GitHub - harsharajkumar/API-gateway: A production-grade API Gateway built with Node.js and Express, featuring distributed request tracing, SLO/error-budget tracking, adaptive rate limiting, chaos engineering, live request flow visualization, and a full admin dashboard UI.

High-Performance API Gateway (Node.js)

A production-grade API Gateway built with Node.js and Express, featuring distributed request tracing, SLO/error-budget tracking, adaptive rate limiting, chaos engineering, live request flow visualization, and a full admin dashboard UI.

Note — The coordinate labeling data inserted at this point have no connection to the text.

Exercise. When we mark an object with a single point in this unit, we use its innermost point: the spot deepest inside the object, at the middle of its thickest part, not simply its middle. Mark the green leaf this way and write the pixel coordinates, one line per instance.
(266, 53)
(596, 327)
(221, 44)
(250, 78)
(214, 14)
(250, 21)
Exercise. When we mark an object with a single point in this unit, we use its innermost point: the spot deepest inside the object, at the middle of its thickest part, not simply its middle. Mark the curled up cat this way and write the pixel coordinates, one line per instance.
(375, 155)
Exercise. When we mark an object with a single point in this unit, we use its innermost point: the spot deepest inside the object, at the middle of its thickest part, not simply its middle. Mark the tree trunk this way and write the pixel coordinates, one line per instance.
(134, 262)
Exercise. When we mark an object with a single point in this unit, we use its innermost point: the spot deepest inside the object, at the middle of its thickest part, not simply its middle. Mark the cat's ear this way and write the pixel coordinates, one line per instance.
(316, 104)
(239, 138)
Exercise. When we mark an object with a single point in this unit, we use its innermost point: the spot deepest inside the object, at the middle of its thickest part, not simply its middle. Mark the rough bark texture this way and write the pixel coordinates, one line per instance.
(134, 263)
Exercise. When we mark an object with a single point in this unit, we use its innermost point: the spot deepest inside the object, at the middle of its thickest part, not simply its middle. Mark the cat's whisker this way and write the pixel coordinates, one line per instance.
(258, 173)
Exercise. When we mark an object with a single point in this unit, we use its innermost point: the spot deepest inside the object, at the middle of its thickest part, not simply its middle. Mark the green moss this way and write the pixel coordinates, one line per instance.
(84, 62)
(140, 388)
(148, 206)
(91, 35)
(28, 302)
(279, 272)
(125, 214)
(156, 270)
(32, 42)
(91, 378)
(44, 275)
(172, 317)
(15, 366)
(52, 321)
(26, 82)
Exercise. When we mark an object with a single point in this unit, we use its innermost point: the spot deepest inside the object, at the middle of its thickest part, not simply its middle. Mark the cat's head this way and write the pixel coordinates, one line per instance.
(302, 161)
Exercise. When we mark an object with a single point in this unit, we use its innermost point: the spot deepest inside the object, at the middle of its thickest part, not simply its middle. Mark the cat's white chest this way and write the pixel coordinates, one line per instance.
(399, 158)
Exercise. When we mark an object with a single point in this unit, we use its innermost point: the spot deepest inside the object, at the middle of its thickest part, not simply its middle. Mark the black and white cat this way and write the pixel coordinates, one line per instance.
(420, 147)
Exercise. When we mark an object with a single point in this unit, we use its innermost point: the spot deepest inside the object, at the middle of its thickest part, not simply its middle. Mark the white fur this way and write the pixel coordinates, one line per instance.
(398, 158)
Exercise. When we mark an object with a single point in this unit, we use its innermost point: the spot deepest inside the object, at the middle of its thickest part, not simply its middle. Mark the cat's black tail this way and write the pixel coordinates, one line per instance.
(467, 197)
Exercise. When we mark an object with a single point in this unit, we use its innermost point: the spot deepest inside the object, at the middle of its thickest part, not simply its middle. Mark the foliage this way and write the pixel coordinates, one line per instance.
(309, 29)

Screenshot 2026-03-10 at 1 42 44 PM

Features

Core Gateway

  • Request Routing — YAML-configured path matching with method filtering and path rewriting
  • Load Balancing — Round-robin, least-connections, and smooth weighted round-robin
  • Rate Limiting — Token bucket and sliding window algorithms backed by Redis
  • Circuit Breaking — CLOSED / OPEN / HALF-OPEN state machine preventing cascade failures
  • Health Monitoring — Active background health checks; unhealthy instances removed automatically
  • Reverse Proxy — Transparent HTTP forwarding with timeout and header sanitisation

Observability (NEW)

  • Distributed Request Tracing — Every request gets a X-Trace-ID; spans recorded for route_match → adaptive_rl → rate_limit → load_balance → proxy; waterfall flame graph in the UI
  • SLO / Error Budget Tracking — Google SRE error budget model; burn-rate alerts at 14.4× and 6× thresholds; multi-window availability table (30m / 1h / 6h / 24h / 7d / 30d)
  • Prometheus Metrics — Request duration histograms, counters, circuit-breaker gauges, active-connection gauges
  • Structured Logging — Winston JSON logs to console and rotating files

Adaptive Rate Limiting (NEW)

  • PID-like Feedback Controller — EWMA-smoothed P99 latency drives a proportional multiplier
  • Probabilistic Traffic Shedding — At multiplier M, (1−M)% of requests are shed before reaching the backend — same principle as Google LARD / Uber Ringpop
  • Automatic Recovery — Multiplier restores +4% per tick once EWMA P99 drops below 75% of target

Admin Dashboard UI (NEW)

Served at http://localhost:8080/ — 10 tabs:

Tab What it shows
Overview Live req/s chart, status-code doughnut, traffic-by-route bar, latency histogram, anomaly detection
Metrics Historical time-series, latency buckets, active connections, rate-limit hits
SLO Error budget gauge, burn rate, exhaustion countdown, multi-window availability table
Traces Recent trace list + clickable waterfall span diagram
Adaptive RL Per-backend multiplier, EWMA P99 sparklines, controller change log
Live Flow Animated canvas — packets fly through the gateway architecture in real-time
Chaos Lab Kill / heal individual backend instances, flood-test routes, watch circuit breakers react
Backends Per-instance UP/DOWN health, load-balancing algorithm
Routes Full route config table
Try It Send live requests to each route from the browser

Quick Start

Prerequisites

  • Node.js 18+
  • Redis 6+ (for rate limiting)

1. Install dependencies

2. Start Redis

docker run -d -p 6379:6379 redis:7-alpine
# or: brew install redis && redis-server

3. Start mock backend services

./scripts/start-backends.sh

This starts 7 mock services:

  • user-service on ports 3001–3003 (3 instances, round-robin)
  • order-service on ports 4001–4002 (2 instances, weighted)
  • auth-service on ports 5001–5002 (2 instances, least-connections)

4. Start the gateway

5. Open the dashboard


Docker Compose (full stack)

Starts gateway + Redis + all 7 mock services + Prometheus + Grafana:

cd docker && docker-compose up
Service URL
Gateway + Dashboard http://localhost:8080
Prometheus metrics http://localhost:9090/metrics
Prometheus UI http://localhost:9091
Grafana http://localhost:3000 (admin/admin)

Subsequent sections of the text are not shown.